Chavez’s fierce rhetoric contributes to the volatile pre-election atmosphere in Venezuela.

So far the campaigns have been much calmer than some locals had feared, but a clash between stone-throwing supporters closed a regional airport on Sept. 12, and the risk of a more serious confrontation remains.

In a less-than-subtle protest earlier this month, some Otro Beta members sprayed Chavez slogans on a Caracas convention center popular with the very wealthy for weddings and parties. One unapologetic vandal in sunglasses was interviewed outside by an opposition TV network wearing a T-shirt that read: “Whoever messes with Chavez, messes with the barrio.”

One opposition columnist said the president’s association with the Otro Beta group, and its depictions of him as a barrio youth, were embarrassing – like an old man alone at a nightclub, copying moves on the dance floor.

One prominent blogger asked: “What’s scarier, that Chavistas think these images are going to make ‘da kidz’ vote for Chavez, or that they’re right, possibly?”

As election day nears, the Otro Beta pictures have given birth to a series of copies circulating online: the “el mio” one of him on a motorbike has been changed to read “Chavez steals your Blackberry,” while one of him holding a basketball says, “Chavez doesn’t pass.”

Some Capriles supporters also hit back with a square-jawed image of their candidate dressed as Superman, above the slogan “Revolution” – with the “R” crossed out by a red X.

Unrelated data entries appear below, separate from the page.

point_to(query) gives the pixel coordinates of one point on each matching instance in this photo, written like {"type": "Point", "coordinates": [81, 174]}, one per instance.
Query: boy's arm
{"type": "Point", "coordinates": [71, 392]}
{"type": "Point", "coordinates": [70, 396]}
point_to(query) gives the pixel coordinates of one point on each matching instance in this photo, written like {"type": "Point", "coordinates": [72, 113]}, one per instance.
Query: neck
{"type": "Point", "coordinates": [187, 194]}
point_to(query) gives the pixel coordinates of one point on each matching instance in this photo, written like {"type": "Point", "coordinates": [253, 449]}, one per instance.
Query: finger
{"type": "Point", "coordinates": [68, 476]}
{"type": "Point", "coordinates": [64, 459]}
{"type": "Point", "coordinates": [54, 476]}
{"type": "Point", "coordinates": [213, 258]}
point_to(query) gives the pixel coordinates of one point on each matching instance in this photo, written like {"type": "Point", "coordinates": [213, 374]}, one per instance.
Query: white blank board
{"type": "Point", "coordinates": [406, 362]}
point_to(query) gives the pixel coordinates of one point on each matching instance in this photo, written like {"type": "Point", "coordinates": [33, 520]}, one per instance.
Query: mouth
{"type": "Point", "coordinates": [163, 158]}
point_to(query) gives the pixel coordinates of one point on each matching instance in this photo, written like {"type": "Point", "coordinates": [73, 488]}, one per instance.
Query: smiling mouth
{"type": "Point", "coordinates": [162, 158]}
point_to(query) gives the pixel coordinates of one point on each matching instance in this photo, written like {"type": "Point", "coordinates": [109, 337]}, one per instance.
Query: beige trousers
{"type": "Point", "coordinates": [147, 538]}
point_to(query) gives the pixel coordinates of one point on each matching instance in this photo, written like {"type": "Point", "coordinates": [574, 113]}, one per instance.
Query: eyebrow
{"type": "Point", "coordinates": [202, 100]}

Capriles says young Venezuelans have been let down by Chavez’s government, the only one most of them can remember.

“There’s no difference between you and me. That’s why I want you to help me be the youngest president in Venezuela’s history,” Capriles told a rally this month. “I come here to offer you universities, schools, opportunities and jobs. Not rifles.”

WRONG PLACE

Of the seven bodies delivered to the Caracas morgue in a 48-hour period around the Thursday afternoon event by Otro Beta in Petare, the story of 17-year-old Deivys Montilla was almost certainly the saddest.

Minutes before his death, he had been doing wheelies on his motorcycle as the crowd cheered, and then gasped as he and a few mostly helmet-less friends became more daring, leaning back to grind their license plates along the road.

As he left, he met his killer. Local media said the gunman had been looking for someone else and apparently shot Deivys because he was angry he could not find his intended victim.

Deivys was rushed to a hospital but died within hours. In Petare, a large crowd watched quietly as two police officers searched the street around a large puddle of blood.

Friends of the teenager, who had been working at a nearby plastics factory to save money for college, were devastated.

Many posted montages of his picture on social networks alongside emotional messages. They set up a Facebook tribute page, and one had a baseball cap made with a photo of them arm-in-arm printed on the front.

“Have you seen your cap, bro?” the friend wrote online. “We miss you.”